A further summons to appear at Magistrates' Court in Haverfordwest followed where the magistrates decided to refer the case to the Crown Court in Swansea to be sentenced. The judge fined them £800 commenting that "he thought the reasons for building the roundhouse were highly commendable but that planning regulations were necessary for the functioning of society". The parks planning Committee then announced that it would start proceedings in the County Court to request an injunction forcing them to demolish the roundhouse and they were summonsed to Carmarthen County Court April 26, 2005 for a Case Management Conference which was then adjourned until June 2005. Two weeks before the second case conference the national park announced that it would suspend all legal activity until May 2006 when the new planning guidance was to be published by the authority.
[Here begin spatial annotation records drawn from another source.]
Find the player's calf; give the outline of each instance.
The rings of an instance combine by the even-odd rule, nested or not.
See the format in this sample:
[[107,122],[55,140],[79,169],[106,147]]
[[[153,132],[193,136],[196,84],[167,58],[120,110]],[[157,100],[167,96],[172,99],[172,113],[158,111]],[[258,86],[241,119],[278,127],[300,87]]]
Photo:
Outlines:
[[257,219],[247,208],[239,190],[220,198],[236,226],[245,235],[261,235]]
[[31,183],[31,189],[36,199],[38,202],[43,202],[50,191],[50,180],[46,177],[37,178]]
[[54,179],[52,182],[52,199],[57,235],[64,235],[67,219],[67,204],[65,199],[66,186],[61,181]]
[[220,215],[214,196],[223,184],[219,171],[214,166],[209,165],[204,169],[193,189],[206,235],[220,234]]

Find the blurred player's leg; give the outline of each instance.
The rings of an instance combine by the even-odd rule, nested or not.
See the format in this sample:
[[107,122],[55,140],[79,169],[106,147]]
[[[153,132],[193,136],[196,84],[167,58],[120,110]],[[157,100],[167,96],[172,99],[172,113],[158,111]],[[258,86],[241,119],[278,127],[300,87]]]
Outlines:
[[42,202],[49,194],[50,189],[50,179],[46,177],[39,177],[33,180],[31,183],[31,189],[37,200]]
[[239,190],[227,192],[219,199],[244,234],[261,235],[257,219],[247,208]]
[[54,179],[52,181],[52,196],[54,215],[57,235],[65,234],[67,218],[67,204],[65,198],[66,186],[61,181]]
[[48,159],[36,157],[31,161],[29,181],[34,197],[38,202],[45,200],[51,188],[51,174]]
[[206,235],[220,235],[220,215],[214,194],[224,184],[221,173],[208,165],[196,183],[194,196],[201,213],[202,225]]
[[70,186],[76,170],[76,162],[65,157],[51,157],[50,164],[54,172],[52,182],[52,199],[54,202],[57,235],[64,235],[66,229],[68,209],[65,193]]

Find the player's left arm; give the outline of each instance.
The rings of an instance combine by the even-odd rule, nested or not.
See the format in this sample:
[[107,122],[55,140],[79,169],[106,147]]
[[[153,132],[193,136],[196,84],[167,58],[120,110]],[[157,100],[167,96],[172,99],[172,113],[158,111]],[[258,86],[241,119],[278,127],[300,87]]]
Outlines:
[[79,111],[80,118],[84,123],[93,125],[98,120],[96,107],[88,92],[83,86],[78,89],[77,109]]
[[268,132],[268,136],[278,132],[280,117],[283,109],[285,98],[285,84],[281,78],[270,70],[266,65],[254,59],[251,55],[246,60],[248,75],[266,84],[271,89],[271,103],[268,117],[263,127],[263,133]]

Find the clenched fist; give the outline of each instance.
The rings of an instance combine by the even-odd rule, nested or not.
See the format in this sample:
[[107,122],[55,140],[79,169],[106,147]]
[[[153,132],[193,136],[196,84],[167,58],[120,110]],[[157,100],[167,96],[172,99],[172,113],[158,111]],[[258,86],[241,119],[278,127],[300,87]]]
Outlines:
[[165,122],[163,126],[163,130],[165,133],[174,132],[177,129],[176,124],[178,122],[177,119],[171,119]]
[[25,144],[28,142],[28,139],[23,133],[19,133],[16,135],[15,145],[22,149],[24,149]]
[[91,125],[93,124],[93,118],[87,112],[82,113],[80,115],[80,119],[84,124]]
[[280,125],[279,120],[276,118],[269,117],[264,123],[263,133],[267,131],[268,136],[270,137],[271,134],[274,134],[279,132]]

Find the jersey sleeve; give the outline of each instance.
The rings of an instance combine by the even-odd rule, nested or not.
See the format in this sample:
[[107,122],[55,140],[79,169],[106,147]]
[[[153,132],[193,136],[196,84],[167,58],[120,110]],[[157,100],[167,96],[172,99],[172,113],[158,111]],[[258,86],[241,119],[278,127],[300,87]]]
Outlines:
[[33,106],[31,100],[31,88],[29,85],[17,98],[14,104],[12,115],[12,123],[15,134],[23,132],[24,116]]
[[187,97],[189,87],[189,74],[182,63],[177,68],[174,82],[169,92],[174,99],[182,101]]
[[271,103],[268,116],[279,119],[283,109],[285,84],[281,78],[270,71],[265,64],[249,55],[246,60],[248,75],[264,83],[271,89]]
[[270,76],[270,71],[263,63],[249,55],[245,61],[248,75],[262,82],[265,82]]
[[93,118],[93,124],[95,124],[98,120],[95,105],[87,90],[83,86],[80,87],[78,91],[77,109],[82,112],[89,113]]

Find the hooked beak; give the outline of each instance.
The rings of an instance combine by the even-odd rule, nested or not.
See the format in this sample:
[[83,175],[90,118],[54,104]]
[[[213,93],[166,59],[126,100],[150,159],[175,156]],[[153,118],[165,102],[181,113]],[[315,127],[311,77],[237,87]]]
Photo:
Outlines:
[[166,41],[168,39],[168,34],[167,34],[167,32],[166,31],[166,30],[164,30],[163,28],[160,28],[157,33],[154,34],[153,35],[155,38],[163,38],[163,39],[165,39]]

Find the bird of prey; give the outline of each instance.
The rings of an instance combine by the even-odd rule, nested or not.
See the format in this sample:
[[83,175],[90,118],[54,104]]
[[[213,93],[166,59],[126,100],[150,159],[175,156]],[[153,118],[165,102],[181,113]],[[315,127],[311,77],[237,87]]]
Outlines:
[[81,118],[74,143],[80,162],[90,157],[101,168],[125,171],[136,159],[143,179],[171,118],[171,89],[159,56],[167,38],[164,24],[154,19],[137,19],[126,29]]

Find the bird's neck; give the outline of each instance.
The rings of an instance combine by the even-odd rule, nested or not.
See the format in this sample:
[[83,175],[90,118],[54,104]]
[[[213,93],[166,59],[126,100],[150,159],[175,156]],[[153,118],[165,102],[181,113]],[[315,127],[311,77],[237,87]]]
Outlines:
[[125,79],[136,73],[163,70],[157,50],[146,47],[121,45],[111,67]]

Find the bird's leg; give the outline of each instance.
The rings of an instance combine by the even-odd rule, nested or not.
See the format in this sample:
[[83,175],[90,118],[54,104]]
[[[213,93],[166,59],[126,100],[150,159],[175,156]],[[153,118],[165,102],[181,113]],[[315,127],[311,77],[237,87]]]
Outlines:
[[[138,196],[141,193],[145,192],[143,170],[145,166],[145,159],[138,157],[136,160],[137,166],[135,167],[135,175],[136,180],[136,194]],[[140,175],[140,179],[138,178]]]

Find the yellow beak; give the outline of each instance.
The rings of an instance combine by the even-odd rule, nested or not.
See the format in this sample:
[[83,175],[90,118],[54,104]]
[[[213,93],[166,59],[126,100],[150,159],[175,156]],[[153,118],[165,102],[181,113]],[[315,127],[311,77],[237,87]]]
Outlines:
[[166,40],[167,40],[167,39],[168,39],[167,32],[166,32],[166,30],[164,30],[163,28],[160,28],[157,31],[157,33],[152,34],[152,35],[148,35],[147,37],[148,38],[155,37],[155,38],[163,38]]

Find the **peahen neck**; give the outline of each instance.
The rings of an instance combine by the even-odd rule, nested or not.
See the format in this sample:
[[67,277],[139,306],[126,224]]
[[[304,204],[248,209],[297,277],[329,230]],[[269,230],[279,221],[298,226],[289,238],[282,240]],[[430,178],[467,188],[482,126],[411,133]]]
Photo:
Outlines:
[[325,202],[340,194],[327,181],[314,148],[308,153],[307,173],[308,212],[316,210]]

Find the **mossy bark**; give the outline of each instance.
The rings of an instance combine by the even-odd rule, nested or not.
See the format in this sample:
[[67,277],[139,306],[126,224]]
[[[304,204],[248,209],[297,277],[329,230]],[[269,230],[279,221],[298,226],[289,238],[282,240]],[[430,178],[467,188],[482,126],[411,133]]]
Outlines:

===Phase 3: New policies, failure and then success===
In August 2004 the UK Government published Planning Policy Statement 7: Sustainable Development in Rural Areas. When the new Parks guidance for Low Impact Development became available the Park's authority reviewed the case and again ordered that the dwelling should be demolished. After various deferrals and a joint application with the neighbouring Tir Ysbrydol community who had constructed similar buildings they were given the building temporary planning approval with a review after three years by 9 votes to 2 in September 2008. A spokeswoman for the park said, "It was pleasing that support could be given at this stage for this longstanding, complicated case".